Für den Zeitraum von Anfang September bis Mitte Dezember 2025 weist die Exportstatistik des US-Agrarministeriums (USDA) bereits vollzogene Ausfuhren von 14,3 Mio. t aus. Gegenüber dem Vergleichswert des Vorjahres sind das 47 Prozent weniger.

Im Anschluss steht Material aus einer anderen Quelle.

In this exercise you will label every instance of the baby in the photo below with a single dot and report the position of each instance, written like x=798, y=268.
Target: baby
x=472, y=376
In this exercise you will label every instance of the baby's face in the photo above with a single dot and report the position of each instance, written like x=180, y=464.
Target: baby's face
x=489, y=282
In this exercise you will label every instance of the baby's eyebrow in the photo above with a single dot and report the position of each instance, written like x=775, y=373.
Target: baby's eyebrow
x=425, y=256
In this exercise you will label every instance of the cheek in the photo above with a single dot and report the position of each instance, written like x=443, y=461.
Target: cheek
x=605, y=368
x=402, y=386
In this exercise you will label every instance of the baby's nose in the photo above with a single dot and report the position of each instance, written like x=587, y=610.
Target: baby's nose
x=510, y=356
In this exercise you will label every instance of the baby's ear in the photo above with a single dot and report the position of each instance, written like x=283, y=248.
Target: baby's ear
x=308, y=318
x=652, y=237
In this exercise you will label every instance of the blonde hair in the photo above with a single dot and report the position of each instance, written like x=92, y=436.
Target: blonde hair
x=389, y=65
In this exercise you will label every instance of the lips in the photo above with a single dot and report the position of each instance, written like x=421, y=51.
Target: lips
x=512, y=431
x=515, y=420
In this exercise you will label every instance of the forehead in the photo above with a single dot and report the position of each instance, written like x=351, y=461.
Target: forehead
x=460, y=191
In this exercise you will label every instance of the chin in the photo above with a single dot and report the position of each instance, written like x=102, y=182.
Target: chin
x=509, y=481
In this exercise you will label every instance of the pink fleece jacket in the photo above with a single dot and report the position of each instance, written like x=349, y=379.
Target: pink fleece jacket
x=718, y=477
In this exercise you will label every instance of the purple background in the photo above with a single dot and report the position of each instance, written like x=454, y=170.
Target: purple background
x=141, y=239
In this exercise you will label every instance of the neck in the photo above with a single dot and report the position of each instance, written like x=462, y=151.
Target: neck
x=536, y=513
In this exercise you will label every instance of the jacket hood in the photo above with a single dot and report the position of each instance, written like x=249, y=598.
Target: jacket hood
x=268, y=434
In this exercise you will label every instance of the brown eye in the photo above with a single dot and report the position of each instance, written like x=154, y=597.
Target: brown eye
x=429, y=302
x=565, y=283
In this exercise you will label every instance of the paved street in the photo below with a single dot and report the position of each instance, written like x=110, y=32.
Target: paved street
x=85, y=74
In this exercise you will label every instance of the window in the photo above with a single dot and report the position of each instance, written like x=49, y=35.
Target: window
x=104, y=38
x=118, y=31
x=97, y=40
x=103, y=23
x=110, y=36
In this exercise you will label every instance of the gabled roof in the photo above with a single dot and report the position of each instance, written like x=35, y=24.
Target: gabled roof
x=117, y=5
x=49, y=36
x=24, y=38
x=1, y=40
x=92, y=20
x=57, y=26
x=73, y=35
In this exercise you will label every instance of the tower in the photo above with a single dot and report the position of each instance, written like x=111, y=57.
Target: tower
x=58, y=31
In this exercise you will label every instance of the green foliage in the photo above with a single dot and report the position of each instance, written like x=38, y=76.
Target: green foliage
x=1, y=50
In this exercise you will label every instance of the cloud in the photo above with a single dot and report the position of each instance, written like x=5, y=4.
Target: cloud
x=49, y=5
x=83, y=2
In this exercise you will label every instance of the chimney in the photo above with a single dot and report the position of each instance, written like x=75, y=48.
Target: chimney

China macht den Unterschied
Dabei fällt das saisonale Vermarktungshoch normalerweise in die Monate Oktober und November, wenn die US-Ware preislich wettbewerbsfähig ist zu den südamerikanischen Herkünften. Für das dazugehörige 1. Quartal 2025/26 (Anfang September bis Ende November), bilanziert das USDA mit Exporten von 12,3 Mio. t übrigens den niedrigsten Wert seit der Saison 2011/12.
Der Grund für diese Entwicklung ist leicht gefunden: China kauft Sojabohnen noch immer nur sehr spärlich in den USA zu. Verschifften die US-Anbieter von Anfang September bis Mitte Dezember 2024 noch 15,3 Mio. t Sojabohnen ins Reich der Mitte, kamen im gleichen Zeitraum 2025 kümmerliche 660.000 t zusammen.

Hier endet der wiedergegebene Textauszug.